A doctor telling you that a disease “runs in the family” should be taken as a signal, not a sentence. It’s an opportunity to take charge early. If your parent had heart disease, you can manage your blood pressure, eat heart-friendly foods, and stay active.
If diabetes affected them, you can focus on weight control and mindful eating. Knowing your genetic background lets you prevent what they had to treat.
Breaking the Chain
Each generation has the power to rewrite its own health story. Families that once struggled with chronic illnesses can reverse the trend through awareness and disciplined habits. It takes time, but change at the household level better diets, shared walks, stress management—can break patterns that seemed inevitable.

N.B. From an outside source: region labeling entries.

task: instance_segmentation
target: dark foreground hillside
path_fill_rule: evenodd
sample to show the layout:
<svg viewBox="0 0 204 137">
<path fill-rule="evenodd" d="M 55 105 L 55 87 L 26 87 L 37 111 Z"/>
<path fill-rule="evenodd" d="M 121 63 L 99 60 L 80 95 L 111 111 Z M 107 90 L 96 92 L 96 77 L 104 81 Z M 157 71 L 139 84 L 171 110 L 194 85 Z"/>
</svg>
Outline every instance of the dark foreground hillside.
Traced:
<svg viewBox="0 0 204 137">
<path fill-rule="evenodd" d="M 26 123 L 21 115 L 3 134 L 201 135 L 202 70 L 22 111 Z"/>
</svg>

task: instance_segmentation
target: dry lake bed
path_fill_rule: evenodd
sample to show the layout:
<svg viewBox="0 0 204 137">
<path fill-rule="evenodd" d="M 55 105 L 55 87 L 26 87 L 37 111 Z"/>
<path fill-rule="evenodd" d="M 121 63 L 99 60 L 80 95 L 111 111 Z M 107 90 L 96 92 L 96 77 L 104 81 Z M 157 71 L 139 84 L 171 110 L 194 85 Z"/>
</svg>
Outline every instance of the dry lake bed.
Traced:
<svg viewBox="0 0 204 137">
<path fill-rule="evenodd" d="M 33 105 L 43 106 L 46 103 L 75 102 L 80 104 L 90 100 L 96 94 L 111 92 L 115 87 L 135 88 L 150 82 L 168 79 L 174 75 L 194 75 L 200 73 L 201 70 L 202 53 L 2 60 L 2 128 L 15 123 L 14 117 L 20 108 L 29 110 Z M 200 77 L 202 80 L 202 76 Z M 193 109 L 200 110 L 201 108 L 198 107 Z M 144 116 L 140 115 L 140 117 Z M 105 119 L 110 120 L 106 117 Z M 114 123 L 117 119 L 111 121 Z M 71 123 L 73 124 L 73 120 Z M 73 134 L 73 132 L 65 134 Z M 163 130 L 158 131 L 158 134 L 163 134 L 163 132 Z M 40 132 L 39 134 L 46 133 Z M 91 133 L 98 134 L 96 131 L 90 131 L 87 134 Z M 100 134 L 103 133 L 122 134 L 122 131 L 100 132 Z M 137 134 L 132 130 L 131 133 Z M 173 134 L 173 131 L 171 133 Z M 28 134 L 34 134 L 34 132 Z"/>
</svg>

Doctors advise people with family histories of late-onset diseases to undergo regular screenings. Checking cholesterol, blood sugar, and blood pressure can catch problems early. But beyond numbers, attitude matters.
Those who believe lifestyle can modify hereditary risk are more likely to stick to healthy routines. Fatalism, on the other hand, can become a self-fulfilling prophecy.
The Real Takeaway
Hereditary risk is not destiny, it’s information. If your parents developed illnesses in their fifties or sixties, it reflects a mix of genetics, lifestyle, and age, not an unavoidable future.
Through conscious habits – eating well, moving often, sleeping deeply, and managing stress you can dramatically change your odds.
You inherit your family’s genes, not their choices. What you do with that inheritance determines the story that follows. Genes may load the gun, but lifestyle decides whether it ever goes off.